What parents need to know
Parents Need to Know
Parents need to know that StoryForm is a random idea generator writers can use to write stories. Simply tap "Shake," and words begin to scroll, slot-machine style, through five categories of story and character elements (including trait, profession, location, thing, and theme) until five are produced for approval or rejection. Unfortunately, some of the words included could lead to stories with violent, sexual, or drug-related content. Most are fine, but some words (such as "blood-stained crowbar," "adulterous," and "dime bag") are decidedly for adult stories only, and there's no way to block those from being randomly generated to make sure a kid-friendly idea appears.

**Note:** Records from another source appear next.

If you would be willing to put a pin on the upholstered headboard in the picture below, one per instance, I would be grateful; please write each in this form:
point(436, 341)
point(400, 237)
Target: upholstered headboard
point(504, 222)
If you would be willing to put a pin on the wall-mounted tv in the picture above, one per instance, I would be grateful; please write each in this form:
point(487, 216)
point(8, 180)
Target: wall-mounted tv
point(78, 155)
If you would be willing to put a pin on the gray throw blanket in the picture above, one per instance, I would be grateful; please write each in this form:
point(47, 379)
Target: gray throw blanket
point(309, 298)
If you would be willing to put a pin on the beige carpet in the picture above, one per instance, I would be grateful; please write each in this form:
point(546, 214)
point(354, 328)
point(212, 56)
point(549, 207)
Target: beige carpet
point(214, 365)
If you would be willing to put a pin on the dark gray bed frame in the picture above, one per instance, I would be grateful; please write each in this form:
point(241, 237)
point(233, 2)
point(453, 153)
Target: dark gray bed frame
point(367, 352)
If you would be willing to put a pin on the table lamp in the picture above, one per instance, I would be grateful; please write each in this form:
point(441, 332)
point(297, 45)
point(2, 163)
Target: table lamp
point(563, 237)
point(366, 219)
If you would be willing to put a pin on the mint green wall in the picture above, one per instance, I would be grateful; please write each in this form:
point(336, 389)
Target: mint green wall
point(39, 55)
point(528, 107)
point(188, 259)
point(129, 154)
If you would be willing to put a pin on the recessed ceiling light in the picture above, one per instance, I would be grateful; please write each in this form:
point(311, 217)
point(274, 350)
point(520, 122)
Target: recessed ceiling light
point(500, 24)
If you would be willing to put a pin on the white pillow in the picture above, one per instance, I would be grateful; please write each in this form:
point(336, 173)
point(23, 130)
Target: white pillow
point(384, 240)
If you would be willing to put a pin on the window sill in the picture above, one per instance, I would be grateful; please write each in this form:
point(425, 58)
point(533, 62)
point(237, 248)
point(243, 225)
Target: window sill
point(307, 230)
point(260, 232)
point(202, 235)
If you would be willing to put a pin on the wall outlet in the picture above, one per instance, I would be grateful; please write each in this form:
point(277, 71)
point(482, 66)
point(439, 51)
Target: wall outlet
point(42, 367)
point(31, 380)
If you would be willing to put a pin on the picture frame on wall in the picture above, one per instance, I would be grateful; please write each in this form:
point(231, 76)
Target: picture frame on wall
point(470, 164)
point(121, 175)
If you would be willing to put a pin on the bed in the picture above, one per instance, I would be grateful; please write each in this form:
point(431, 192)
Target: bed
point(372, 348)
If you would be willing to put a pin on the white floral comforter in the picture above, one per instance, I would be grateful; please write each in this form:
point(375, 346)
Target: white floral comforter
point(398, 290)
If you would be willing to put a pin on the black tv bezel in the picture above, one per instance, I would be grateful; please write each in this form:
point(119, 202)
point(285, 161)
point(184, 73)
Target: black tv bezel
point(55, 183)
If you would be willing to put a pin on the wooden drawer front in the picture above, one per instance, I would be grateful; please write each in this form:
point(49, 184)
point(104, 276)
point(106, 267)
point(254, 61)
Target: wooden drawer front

StoryForm may have a trillion possible story line combinations, but not all are suitable for kids.
What kids can learn
What Kids Can Learn
While StoryForm was created with educational intent, it appears to have limited learning potential.
What's it about?
Simply tap "Shake" (or shake the mobile device), and STORYFORM shows five words that are all story elements: traits, professions, locations, themes, and things. If you like some ideas the app generates (for example, "architect," "the future," and "gong") but not the others ("diseased" and "sacrifice"), you can lock in the approved words with a lock icon and shake again to find different words. Then lock the elements you like and shake again. There's a space for writing notes, and stories can be saved and shared.
Is it any good?
StoryForm can be an interesting story starter, but it's not suitable for young kids (and only mature teens who can wade through certain word choices should use it, especially for school-related work). True, creative writing and storytelling should include a wide range of life experiences, and not necessarily those of the author. But the words in this app are being generated by a device, not a kid's or teen's own imagination, and thus may be imposing an idea or experience hey wouldn't normally choose and may not be ready to consider carefully, especially without adult guidance. The solution could be a kid filter or a kids' version of the same tool, which could wholeheartedly be recommended as an age-appropriate creative aid. With its current mixed bag of word and subject choices, however, StoryForm isn't the best place for kids to go fishing for ideas.
Families can talk about...
Families can talk about where writers get their ideas. Is a story-starter tool "cheating," or is it simply a way to get the creative juices flowing?
Create an offline version of this app by putting story ideas and elements into a hat and then have kids pick five.